L’auteure a occulté l’histoire familiale pendant les dix ans de son mariage, saturée du couscous, le vendredi soir, la tribu rassemblée la veille du Shabbat, le folklore juif caricatural, l’accent de Roger Hanin, les films d’Alexandre Arcady, d’autant qu’elle laisse entendre qu’elle était mariée avec un goy, un «Blanc-bec», comme dit Marcel. Mais en plein divorce difficile, elle ressent le besoin de s’approprier ses racines qu’elle tenait éloignées jusque-là, pour se reconstruire personnellement comme ses grands-parents l’ont fait courageusement. C’est une leçon de vie ; par le biais de l’écriture, elle pose des bases solides pour elle et ses enfants. Elle part à la conquête de ses origines avec le désir profond d’être la dépositaire de l’épopée familiale.

En 1962, Marcel et Viviane (au psychisme fragile, originaire de Tlemcen qu’elle regrette amèrement) partent la mort dans l’âme de Relizane tout en gardant les clés au cas où, avec leurs deux garçons, Pierre (le père d’Olivia, né en 1952) et Jean. Ils essaient de survivre au début en «Métropole», d’abord à Angers dans une cave au bord de la Loire, puis dans le Midi. Les pieds-noirs croyaient à l’universalité et à la compréhension de la France à leur égard.
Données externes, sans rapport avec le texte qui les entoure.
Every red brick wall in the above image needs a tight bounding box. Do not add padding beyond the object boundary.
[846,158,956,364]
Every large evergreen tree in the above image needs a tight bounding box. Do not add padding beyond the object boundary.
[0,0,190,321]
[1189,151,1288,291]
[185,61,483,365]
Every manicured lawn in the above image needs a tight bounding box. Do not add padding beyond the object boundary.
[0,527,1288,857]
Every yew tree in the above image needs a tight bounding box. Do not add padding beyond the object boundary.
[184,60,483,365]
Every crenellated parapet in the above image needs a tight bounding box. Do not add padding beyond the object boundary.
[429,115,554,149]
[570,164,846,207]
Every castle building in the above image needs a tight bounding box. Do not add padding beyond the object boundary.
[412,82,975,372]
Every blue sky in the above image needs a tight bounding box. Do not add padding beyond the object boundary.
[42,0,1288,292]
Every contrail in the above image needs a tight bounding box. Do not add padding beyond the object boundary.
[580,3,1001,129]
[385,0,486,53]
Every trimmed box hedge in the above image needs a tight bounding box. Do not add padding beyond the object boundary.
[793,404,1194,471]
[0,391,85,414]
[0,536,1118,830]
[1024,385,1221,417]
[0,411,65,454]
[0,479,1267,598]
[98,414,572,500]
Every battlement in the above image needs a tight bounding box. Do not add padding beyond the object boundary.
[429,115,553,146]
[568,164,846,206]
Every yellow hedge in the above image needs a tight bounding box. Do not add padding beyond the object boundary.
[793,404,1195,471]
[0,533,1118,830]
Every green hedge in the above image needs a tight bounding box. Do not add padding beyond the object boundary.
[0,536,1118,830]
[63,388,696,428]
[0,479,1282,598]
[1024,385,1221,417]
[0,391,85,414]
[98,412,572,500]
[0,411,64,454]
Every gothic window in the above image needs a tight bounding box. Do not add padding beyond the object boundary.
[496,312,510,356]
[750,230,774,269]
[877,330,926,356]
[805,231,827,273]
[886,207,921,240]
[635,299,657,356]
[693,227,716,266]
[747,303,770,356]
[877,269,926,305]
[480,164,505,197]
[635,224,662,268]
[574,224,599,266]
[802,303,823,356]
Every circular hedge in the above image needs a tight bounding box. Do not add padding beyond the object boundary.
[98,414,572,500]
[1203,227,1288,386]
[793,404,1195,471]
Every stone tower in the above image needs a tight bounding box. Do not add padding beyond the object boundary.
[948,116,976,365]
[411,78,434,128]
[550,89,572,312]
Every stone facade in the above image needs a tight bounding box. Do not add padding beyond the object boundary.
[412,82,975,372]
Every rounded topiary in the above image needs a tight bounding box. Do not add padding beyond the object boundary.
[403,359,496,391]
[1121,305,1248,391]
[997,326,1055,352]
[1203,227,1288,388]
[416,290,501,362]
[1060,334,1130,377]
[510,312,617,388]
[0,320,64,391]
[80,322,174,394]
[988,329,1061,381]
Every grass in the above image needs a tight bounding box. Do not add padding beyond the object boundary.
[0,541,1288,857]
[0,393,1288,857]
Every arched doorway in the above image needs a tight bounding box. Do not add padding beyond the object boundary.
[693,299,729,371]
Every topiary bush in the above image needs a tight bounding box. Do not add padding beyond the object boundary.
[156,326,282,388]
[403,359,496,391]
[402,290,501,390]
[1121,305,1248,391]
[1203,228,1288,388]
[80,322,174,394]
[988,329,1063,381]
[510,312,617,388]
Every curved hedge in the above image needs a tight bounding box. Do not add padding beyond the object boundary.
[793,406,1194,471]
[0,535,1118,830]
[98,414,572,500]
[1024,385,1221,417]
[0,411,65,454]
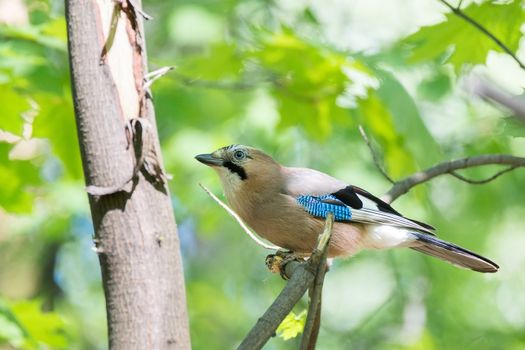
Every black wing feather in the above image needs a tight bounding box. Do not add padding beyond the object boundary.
[332,185,435,230]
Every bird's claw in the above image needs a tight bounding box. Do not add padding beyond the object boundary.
[265,249,304,280]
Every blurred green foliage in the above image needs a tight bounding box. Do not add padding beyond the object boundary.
[0,0,525,349]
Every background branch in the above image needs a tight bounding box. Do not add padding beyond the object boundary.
[439,0,525,70]
[359,125,395,184]
[466,77,525,122]
[382,154,525,203]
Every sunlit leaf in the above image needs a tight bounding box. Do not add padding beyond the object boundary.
[11,300,68,349]
[277,310,307,340]
[404,0,525,71]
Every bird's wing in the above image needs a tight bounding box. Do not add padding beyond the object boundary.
[285,168,434,234]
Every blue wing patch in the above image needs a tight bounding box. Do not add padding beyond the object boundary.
[296,194,352,221]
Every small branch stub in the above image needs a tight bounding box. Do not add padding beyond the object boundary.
[237,214,333,350]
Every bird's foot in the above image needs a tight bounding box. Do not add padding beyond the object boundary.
[265,249,304,280]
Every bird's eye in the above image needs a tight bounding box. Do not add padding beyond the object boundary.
[233,150,246,160]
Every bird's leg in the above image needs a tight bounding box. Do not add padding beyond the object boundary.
[265,249,304,280]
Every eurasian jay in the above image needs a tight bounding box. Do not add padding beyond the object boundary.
[195,145,499,272]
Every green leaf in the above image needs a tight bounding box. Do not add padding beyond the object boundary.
[277,310,307,340]
[376,70,442,166]
[503,117,525,137]
[0,299,26,348]
[417,72,452,101]
[11,300,68,349]
[404,0,525,72]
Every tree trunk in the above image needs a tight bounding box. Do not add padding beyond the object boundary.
[66,0,190,349]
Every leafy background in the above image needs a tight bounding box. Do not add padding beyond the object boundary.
[0,0,525,349]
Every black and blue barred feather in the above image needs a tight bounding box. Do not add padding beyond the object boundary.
[296,194,352,221]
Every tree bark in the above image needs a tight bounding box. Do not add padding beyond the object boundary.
[66,0,190,349]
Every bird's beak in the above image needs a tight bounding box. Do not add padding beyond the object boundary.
[195,153,223,166]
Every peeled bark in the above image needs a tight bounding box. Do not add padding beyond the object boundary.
[66,0,190,349]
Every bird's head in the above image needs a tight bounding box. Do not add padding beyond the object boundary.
[195,145,280,195]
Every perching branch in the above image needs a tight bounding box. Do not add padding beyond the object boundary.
[439,0,525,70]
[299,214,334,350]
[382,154,525,203]
[237,214,334,350]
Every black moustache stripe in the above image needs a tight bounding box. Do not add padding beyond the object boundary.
[223,161,248,181]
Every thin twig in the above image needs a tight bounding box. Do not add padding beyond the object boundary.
[171,73,264,91]
[142,66,175,90]
[465,76,525,122]
[439,0,525,70]
[199,183,282,250]
[359,125,395,184]
[237,214,333,350]
[449,165,518,185]
[299,213,334,350]
[382,154,525,203]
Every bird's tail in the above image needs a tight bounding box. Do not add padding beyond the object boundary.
[410,232,499,272]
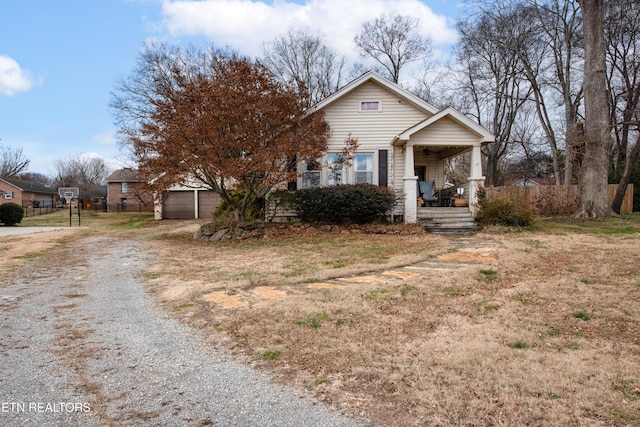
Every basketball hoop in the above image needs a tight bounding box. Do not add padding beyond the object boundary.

Malheureusement pour eux, ils souffrent d'une double peine et sont rejetés des deux côtés de la Méditerranée. «On ne voulait plus d’eux là-bas, on ne voulait pas d’eux ici». Toute une population jetée dans des bateaux et des avions est déracinée, enfants et vieillards compris, sans plus aucun repère dans une France hostile et un exil intérieur violent pour ces pieds-noirs, bouches supplémentaires à nourrir et à intégrer, avec leurs coutumes bigarrées, sans parler du problème supplémentaire des séfarades, dont les traditions sont encore différentes. Marcel, humaniste et généreux, supporte l’hystérie de Viviane, les difficultés matérielles et fait d’une situation désespérée une épreuve de survie.
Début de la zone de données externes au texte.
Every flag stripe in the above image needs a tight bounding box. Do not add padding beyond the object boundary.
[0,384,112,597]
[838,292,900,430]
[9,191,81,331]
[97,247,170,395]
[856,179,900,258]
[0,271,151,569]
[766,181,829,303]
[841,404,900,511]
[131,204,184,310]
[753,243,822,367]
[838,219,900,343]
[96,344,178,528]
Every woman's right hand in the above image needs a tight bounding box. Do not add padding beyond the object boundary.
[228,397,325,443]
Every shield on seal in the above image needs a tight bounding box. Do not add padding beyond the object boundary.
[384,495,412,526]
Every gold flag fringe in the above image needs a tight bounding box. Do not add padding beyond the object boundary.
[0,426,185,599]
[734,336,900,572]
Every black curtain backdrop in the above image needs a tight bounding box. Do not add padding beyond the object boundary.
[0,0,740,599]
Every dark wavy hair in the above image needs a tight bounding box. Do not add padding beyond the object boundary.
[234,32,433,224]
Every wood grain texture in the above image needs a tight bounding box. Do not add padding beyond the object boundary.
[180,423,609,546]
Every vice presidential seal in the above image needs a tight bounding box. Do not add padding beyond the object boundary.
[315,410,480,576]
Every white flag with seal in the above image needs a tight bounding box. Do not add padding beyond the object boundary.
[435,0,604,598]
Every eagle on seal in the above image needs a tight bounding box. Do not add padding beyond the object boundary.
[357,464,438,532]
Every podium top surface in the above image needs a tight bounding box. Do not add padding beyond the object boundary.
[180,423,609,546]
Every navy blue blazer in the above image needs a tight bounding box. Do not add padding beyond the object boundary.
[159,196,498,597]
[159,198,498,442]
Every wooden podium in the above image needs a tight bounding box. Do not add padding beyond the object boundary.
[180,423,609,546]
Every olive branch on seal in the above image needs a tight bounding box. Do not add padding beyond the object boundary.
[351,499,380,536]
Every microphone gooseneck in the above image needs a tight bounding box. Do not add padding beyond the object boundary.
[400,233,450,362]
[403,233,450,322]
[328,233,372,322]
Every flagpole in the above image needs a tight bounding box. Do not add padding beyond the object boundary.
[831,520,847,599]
Le travail de mémoire de l’auteure, par ailleurs narratrice de cette autofiction, est possible grâce au témoignage de son père qui a conservé une pleine valise de documents, photos et clés USB ; il lui offre ce trésor en février 2018. «Celui qui ne sait pas d’où il vient ne sait pas où il va, dit un proverbe algérien. Ma vie retrouve un sens maintenant qu’elle s’inscrit dans cette histoire». Olivia Elkaim agrémente son roman de nombreuses données politiques - la venue de De Gaulle à Mostaganem, avec ses fausses promesses -, géographiques et historiques (le massacre de Sétif le 8 mai 1945), permettant de mieux appréhender les passés imbriqués de la France et de l’Algérie, et de témoigner de la profondeur des traumatismes de plusieurs générations de rapatriés. On n’entend plus beaucoup cet accent caractéristique, les jeunes nés après 1962 ne l’ont plus. L’auteure passe ainsi le témoin à ses fils et aux descendants des pieds-noirs (une expression dont l’origine est incertaine), qui ne doivent pas oublier tout un pan de leur histoire du temps où musulmans, chrétiens et juifs vivaient ensemble dans une certaine harmonie.

Eliane Mazerm
( Mis en ligne le 27/11/2020 )
Droits de reproduction et de diffusion réservés © Parutions 2024
www.parutions.com

(fermer cette fenêtre)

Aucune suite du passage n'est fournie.